August 07, 2009


Plutarch mentioneth a certaine painter, who when he had made a goose and a cock both alike, was faine to write ouer their heads for distinctions sake, this is a goose, this is a cock. I haue now drawn (curteous Readers) the picture of a Puritane and the picture of a Papist and haue set ouer theyre heads with Plutarchs painter, this is a goose, this is a cock; this is a puritane, this is a papist. (Oliver Ormerod, 1605)

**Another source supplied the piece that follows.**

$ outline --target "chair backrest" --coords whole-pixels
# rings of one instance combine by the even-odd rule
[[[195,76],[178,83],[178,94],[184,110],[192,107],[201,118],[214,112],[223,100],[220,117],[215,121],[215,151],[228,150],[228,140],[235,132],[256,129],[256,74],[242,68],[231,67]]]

Oliver Ormerod was an anti-puritan if there ever was one- he published tracts against puritanism and campaigned against its theological barbarity. Ormerod though was one of many: the early modern period was rife with anti-Puritans, distinguished anti Puritans (one hardly gets more distinguished than the creator of Malvolio!). Patrick Collinson in an article in the Cambridge Companion to Puritanism deals with the origins of this movement and what he shows is very interesting- anti-Puritanism and Puritanism grew and were sustained together for centuries but the origins of each are separate and their strength and genesis was different.

The issue of what was a Puritan and where Puritanism began is not easy: historians give answers which differ considerably, many of the early essays in the Cambridge companion examine the question of when people started believing that they were Puritans. The ideological traits behind Puritanism go back much further though and are part of a story about the reception of continental ideas about Christianity, particularly Calvinism, and godly networks from the reign of Edward VI onwards. Anti-Puritanism though as a phenomenon originates much later. Collinson suggests the word dates to anti-Protestant Catholic polemic in the 1560s, Thomas Stapleton labelled all English Protestants, Puritans in 1565. Some like John Stow in 1567 or Thomas Harding in 1568 believed that puritans were more radical protestants- Stow linked them to Anabaptists, Harding agreed. Puritan though was a word like any other that might be used as a term of abuse- often the last in a list of epithets cast at radical protestants- and significant contemporaries did not use it when criticising the radical fringe. In 1588, the Anglican enforcer, Richard Bancroft (future Archbishop of Canterbury) did not use the term in a notorious sermon that he preached against radicals or 'precisians' as he termed them.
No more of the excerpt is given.